Concerns have also been raised about the possibility of a storage room ceiling or wall collapse. Eventually, when WIPP closes, which is projected to occur sometime after 2030, the salt formation is expected to slowly collapse and seal off the drums of waste. But this was not expected to happen until long after the repository is filled and closed. If a collapse has already occurred, just 15 years after the facility opened, it will raise additional questions about WIPP's ability to ensure engineered barriers and institutional controls will work for a 10,000 year period.
Nowhere else to go? There are more questions than answers as the Energy Department and the Defense Nuclear Facilities Safety Board investigate what happened at WIPP and why. Robotic equipment has been sent into the facility, to be followed in the next several weeks by inspectors wearing protective gear, who will ascertain the extent of contamination before a decision is made on whether to send workers back underground. If there is residual contamination, workers may need protective clothing and respiratory protection. Cleanup of a contaminated underground radioactive waste storage site has never been attempted. It could well prove to be daunting.

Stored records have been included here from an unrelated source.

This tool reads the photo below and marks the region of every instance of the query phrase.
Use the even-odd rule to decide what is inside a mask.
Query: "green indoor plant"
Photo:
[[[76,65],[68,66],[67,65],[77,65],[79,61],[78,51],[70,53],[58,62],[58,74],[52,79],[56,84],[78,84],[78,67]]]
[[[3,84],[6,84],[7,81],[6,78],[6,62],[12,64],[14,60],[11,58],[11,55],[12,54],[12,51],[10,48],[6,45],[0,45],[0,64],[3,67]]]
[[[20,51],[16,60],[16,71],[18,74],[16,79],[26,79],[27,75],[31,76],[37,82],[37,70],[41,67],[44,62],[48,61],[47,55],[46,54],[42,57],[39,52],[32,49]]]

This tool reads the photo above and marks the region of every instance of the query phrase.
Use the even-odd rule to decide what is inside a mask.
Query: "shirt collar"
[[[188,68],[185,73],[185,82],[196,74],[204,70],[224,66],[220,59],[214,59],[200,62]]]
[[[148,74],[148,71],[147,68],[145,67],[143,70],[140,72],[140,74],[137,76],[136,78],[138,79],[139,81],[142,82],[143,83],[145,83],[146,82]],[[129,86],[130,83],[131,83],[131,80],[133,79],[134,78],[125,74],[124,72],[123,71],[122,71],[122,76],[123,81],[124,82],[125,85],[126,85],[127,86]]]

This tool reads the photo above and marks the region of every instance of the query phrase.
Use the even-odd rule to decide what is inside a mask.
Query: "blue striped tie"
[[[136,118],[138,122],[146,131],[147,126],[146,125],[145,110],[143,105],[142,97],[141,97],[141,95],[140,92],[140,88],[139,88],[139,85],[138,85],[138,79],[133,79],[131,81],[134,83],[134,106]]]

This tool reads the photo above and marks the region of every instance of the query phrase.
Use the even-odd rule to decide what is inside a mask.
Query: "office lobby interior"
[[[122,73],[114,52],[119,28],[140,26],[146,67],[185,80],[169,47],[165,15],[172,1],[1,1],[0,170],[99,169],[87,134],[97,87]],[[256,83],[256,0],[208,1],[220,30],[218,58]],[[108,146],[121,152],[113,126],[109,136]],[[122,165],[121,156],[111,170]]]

At least 66,200 cubic meters of transuranic waste sit at Energy Department sites, awaiting shipment to WIPP. The Energy Department is also considering disposal of 5 tons of excess plutonium now at the Savannah River Site in WIPP. Over the past decade, the department has also been seeking to use WIPP to dispose of the contents of several high-level radioactive waste tanks at Hanford by reclassifying those contents as transuranic waste. WIPP is being eyed as a final resting place for tens of tons of plutonium from dismantled weapons as well, because the Energy Department is backing away from the $30 billion price tag now attached to a plan for mixing the plutonium with uranium and using that mixed-oxide to fuel nuclear power plants.
An extended closure of WIPP would no doubt increase political pressure emanating from Washington state, South Carolina, Tennessee, Texas, Idaho, and New Mexico, none of which wants to be left with large amounts of nuclear waste and nowhere to put it. The stakes are large. The questions are many. Competing forces await answers. Surprises should be expected.